What if you knew that you, a family member or friend might be living with dementia, but you didn’t know for sure? Where would you turn for help? Would you know what questions to ask your doctor?
The reality is that only 20 to 50 per cent of people with dementia actually receive a diagnosis. Stopping people from getting answers are things like the stigma associated with dementia, the belief that memory problems are just a normal part of aging, or that nothing can be done to help people who are diagnosed, their family and caregivers.
With no diagnosis, individuals and their families live with the disease not fully understanding the changes happening or knowing where they can find support.
This Alzheimer Awareness Month, the Alzheimer Society of Saskatchewan is encouraging you to learn more about the warning signs and the steps to getting a diagnosis as early as possible. A diagnosis of a dementia such as Alzheimer’s disease can be devastating, but it can also bring relief and it serves as a gateway to accessing services.
“Getting that diagnosis helps you and your family understand the source and reason for the symptoms being experienced,” says Dr. Jenny Basran, Saskatchewan’s only Royal College Certified Geriatrician. Dr. Basran adds, “A diagnosis can also link you to organizations like the Alzheimer Society of Saskatchewan who can provide you with information, education and support during every stage of this disease.”
If you’re unsure about where to begin when getting a diagnosis, the Alzheimer Society of Saskatchewan will be with you every step along the way.
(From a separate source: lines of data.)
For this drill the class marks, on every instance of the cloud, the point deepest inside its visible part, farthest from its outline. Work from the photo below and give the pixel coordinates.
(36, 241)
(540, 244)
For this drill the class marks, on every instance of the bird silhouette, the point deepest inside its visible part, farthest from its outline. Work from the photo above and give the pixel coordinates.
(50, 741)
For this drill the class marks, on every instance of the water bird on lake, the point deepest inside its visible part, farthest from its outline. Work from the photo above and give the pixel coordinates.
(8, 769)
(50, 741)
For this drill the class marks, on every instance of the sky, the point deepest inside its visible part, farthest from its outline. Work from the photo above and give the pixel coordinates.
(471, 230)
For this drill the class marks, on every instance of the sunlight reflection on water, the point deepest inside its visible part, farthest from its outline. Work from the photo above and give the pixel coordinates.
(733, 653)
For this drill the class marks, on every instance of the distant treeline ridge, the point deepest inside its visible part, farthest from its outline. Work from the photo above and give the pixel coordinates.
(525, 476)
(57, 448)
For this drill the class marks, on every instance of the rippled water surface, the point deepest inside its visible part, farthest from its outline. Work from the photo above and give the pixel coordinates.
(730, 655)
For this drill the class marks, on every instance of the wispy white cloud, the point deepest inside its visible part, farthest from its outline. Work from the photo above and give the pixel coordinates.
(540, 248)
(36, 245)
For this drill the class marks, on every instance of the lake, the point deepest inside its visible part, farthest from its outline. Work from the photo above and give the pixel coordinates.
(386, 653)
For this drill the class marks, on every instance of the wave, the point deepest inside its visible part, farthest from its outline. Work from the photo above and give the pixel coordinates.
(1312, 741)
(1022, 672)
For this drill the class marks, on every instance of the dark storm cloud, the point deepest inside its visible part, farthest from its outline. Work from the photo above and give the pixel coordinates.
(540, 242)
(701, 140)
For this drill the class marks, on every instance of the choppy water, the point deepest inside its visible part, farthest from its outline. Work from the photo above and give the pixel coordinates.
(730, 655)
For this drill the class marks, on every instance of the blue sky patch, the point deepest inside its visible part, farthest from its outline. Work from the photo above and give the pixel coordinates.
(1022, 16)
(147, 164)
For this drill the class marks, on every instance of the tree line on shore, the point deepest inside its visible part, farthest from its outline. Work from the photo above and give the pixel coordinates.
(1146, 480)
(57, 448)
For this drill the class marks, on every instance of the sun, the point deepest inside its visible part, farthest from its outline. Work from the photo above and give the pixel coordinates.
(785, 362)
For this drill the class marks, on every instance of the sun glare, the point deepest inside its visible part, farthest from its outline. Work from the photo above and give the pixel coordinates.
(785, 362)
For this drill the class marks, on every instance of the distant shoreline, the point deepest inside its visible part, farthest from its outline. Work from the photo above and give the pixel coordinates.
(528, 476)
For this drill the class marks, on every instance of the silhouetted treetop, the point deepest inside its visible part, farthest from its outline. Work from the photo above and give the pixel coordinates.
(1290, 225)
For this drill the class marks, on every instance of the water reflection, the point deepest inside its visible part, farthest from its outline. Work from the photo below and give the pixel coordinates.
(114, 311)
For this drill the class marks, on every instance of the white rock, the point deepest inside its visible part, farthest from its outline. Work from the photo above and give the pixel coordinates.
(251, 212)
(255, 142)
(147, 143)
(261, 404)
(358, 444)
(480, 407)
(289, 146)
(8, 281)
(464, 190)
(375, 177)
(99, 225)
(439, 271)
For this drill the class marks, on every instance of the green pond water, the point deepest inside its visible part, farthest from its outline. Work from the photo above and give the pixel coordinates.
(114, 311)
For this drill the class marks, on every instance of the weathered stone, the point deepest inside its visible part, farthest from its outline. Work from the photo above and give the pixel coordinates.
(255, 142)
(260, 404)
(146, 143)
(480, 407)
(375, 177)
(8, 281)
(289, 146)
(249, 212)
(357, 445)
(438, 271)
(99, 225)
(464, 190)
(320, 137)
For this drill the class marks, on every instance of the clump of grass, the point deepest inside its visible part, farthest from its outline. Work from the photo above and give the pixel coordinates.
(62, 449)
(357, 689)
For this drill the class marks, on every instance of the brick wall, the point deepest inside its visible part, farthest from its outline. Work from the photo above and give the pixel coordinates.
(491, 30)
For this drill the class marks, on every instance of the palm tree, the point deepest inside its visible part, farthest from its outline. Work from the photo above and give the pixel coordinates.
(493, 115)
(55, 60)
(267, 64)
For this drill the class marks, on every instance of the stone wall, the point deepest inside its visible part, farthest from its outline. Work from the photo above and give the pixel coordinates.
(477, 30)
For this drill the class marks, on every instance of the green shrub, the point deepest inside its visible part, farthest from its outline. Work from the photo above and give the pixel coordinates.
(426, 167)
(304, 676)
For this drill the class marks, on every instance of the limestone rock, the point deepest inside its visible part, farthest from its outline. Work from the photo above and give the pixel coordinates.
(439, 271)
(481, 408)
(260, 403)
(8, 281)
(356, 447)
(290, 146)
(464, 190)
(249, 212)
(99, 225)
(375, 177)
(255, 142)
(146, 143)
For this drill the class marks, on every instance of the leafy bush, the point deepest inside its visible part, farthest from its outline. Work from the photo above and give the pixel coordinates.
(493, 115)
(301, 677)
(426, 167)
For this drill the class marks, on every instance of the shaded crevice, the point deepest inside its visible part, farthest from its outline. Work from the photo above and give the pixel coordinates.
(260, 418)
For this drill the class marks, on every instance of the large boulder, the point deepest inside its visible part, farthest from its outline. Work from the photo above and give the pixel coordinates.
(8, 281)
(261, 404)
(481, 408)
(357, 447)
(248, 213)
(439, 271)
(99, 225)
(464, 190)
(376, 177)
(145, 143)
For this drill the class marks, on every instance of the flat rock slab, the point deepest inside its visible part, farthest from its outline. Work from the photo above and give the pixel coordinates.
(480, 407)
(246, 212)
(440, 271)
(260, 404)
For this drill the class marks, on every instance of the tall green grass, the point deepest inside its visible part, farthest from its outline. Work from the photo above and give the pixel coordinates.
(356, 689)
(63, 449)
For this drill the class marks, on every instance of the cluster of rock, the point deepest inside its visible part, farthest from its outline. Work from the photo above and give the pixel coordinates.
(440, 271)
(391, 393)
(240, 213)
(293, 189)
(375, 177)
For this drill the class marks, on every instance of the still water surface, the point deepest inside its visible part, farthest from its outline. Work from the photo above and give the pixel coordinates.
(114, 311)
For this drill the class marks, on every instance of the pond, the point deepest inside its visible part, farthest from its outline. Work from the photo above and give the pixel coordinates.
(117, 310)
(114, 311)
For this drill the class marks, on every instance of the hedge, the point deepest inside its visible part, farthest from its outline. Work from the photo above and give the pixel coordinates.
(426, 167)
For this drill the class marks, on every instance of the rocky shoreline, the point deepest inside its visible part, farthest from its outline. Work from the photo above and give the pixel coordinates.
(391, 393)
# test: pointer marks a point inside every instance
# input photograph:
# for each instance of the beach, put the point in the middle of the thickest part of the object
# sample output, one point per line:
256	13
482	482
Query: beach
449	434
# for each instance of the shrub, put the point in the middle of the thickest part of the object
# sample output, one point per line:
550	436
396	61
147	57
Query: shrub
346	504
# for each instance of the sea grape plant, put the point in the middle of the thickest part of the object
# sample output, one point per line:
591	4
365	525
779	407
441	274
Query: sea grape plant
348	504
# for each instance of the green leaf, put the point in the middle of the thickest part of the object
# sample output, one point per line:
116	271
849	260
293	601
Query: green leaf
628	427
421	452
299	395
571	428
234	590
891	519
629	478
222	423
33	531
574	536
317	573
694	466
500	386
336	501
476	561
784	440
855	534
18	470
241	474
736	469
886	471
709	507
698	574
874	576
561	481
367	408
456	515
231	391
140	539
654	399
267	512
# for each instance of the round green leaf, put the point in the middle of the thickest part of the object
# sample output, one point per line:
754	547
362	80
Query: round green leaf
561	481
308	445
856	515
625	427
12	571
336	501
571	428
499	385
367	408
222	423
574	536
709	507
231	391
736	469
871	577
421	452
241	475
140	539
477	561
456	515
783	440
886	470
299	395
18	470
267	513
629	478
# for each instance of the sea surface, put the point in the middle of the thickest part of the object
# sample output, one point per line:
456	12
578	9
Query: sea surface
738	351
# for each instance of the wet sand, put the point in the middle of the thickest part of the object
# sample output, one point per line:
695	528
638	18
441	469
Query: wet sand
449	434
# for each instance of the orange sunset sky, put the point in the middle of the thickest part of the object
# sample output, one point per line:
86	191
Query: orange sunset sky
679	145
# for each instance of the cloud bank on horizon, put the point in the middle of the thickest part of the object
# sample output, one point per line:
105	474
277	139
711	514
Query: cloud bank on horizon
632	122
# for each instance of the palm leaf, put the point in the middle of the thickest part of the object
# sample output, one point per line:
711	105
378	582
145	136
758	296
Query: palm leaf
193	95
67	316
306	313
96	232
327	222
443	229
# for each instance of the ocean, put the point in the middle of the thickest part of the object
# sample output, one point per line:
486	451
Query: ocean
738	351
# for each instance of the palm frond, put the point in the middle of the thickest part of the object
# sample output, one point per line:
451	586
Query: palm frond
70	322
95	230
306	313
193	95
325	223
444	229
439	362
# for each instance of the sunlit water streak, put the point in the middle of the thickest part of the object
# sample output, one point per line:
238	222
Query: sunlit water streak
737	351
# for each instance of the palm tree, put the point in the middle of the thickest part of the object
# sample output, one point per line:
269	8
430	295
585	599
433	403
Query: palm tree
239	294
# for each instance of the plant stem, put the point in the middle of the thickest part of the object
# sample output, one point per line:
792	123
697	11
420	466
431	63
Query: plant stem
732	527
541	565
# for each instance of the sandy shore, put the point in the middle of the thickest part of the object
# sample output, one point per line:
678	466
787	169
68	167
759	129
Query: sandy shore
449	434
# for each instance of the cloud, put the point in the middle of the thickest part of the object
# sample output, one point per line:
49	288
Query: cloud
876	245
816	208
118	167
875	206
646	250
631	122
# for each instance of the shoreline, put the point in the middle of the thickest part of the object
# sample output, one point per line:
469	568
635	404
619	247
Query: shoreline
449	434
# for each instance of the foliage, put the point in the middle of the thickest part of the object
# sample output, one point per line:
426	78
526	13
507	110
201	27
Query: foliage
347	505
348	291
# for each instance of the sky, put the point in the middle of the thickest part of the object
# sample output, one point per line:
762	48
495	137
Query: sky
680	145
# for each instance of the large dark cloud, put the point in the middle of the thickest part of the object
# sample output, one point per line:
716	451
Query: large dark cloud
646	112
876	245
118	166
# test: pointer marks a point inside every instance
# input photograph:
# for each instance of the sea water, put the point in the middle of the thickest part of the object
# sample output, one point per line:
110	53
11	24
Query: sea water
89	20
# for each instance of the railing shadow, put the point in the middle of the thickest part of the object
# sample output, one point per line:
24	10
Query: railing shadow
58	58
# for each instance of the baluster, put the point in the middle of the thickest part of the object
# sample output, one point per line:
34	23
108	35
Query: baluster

- Help you identify if the symptoms you’re experiencing could be dementia;
- Prepare you for your doctor’s visit;
-Provide individual and group support for the person with dementia, their caregiver and family;
- Connect you to other community agencies and services to help you live better with dementia.
Another benefit to early diagnosis is early access to the Alzheimer Society of Saskatchewan’s services. For Victoria and Stan Dillen, an early diagnosis and connection to the Alzheimer Society may have meant four years they wouldn’t have lived on their own with this disease.
“Not only has the Alzheimer Society given Stan and I the information, practical tools, and tools to help us in our journey, but they have provided us with a community of people who are in similar situations,” says Victoria, who attends the Society’s monthly caregiver support group.
Her husband Stan attends an early memory loss support group and they both are very active volunteers at the Society.
Victoria adds, “These opportunities make life for both Stan and I a bit easier. We know we have the support to help us manage each day.”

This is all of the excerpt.